Je suis à la tête d'une faction soudée, amoureuse de la plume maléfique. Nos hommes attachés à Paul Ytik, les mal pensants, réfléchissent à nos stratégies, planifient nos actions, ils excellent dans le domaine de la littérature. Les responsables d'Arty Zana, ayant la fine anse, s'affairent à nous créer des armes et remplir les HDV pour que les ressortissants de Brakmar aient aussi le droit d'accéder aux biens. Bien entendu, nos guerriers sanglants d'Arieta Ma'Jhor, nos responsables de la Cour Forest, sont aussi très actifs.

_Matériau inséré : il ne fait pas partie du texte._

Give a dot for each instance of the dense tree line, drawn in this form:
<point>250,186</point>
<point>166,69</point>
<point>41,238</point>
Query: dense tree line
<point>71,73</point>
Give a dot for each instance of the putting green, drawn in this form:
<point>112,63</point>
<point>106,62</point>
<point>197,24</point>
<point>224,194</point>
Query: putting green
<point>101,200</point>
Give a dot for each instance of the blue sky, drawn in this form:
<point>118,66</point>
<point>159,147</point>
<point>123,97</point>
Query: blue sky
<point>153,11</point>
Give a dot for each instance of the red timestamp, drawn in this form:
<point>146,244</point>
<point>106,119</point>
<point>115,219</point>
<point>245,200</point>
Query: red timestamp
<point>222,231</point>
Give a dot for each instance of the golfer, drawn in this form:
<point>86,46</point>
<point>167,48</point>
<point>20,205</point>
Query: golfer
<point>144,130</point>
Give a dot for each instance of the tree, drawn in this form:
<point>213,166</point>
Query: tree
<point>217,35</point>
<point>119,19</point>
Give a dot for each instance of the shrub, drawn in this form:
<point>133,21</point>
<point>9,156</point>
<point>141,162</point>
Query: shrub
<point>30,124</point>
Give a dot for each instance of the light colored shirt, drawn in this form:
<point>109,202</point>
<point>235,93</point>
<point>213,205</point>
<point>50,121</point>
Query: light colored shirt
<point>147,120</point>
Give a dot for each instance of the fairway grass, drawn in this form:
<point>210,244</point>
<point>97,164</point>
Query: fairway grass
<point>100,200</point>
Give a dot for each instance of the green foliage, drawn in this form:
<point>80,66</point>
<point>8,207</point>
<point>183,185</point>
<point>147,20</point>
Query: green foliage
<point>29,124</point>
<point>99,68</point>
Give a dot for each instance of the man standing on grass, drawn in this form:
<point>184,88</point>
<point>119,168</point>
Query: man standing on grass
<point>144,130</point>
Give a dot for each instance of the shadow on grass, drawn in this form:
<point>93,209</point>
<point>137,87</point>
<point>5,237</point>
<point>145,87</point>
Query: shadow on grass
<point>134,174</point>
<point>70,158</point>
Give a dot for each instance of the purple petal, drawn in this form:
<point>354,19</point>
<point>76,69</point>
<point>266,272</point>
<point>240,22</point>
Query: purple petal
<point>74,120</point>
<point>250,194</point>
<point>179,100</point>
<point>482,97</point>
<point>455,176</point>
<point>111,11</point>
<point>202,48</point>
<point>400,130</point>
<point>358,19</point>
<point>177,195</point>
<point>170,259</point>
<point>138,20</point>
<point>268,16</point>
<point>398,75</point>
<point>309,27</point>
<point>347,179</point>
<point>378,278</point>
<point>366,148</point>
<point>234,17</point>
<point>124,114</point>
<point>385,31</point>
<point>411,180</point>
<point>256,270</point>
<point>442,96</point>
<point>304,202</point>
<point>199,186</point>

Les premiers mêlent le sang de vos confrères à celui de la race impure des centaures, pendant que les autres défendent les droits de nos citoyens. Enfin chez nous, libre accès à l'éducation et l'espace d'Abby Bill-Yotek.

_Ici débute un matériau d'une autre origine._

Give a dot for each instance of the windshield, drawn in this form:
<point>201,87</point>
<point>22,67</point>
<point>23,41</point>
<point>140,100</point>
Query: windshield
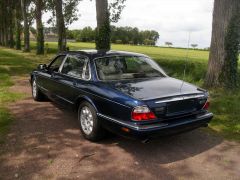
<point>127,67</point>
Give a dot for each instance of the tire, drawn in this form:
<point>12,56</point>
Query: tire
<point>36,93</point>
<point>90,125</point>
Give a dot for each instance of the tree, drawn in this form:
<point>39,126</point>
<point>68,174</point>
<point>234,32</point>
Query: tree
<point>194,45</point>
<point>222,65</point>
<point>40,36</point>
<point>106,14</point>
<point>169,44</point>
<point>25,5</point>
<point>103,25</point>
<point>65,12</point>
<point>11,10</point>
<point>18,26</point>
<point>60,26</point>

Vous voyez, nous paraissons sans foi ni loi, assoiffés de sang. Mais tous les Héritiers Pourpres ne sont pas des assassins. Nous nous battons pour une cause dont je vous ai dressé le portrait, par simple désir de rétablir de l'ordre, un certain équilibre. Aussi déplorable que cela puisse paraitre, cela passe par la guerre. N'oubliez pas que pendant tout ce temps, nous avons vécu en soumission, que vous nous malmeniez, que nos parents sont morts sous vos coups. Vos ailes immaculées ne le sont pas autant que votre esprit corrompu. Vous n'avez que le paraitre, mais au fond de vous vous savez que vous n'êtes pas purs, pas sages, pas bien pensants et que vos actes ne sont ni légitimes, ni bénéfiques.
Je vous offre le choix comme je ne l'offre jamais à mes ennemis. Celui de mourir naïf ne connaissant ni le gout du sang ni celui de l'effort. Ou celui d'être acteur au sein d'une cité en pleine ascension, où fraternité est le maître mot. Nous vous promettons l'épanouissement, ou la déchéance et la mort dans la souffrance. Quel gâchis ce serait, mais ce choix ultime n'apparatient qu'à vous.
Jisatsu, Triumvirat des Héritiers Pourpres.
Le parchemin signé, il s'en retourna vers la cité Sombre, illuminée d'une étrange aura, transmettant au reste du monde un horizon bercé d'une couleur angoissante.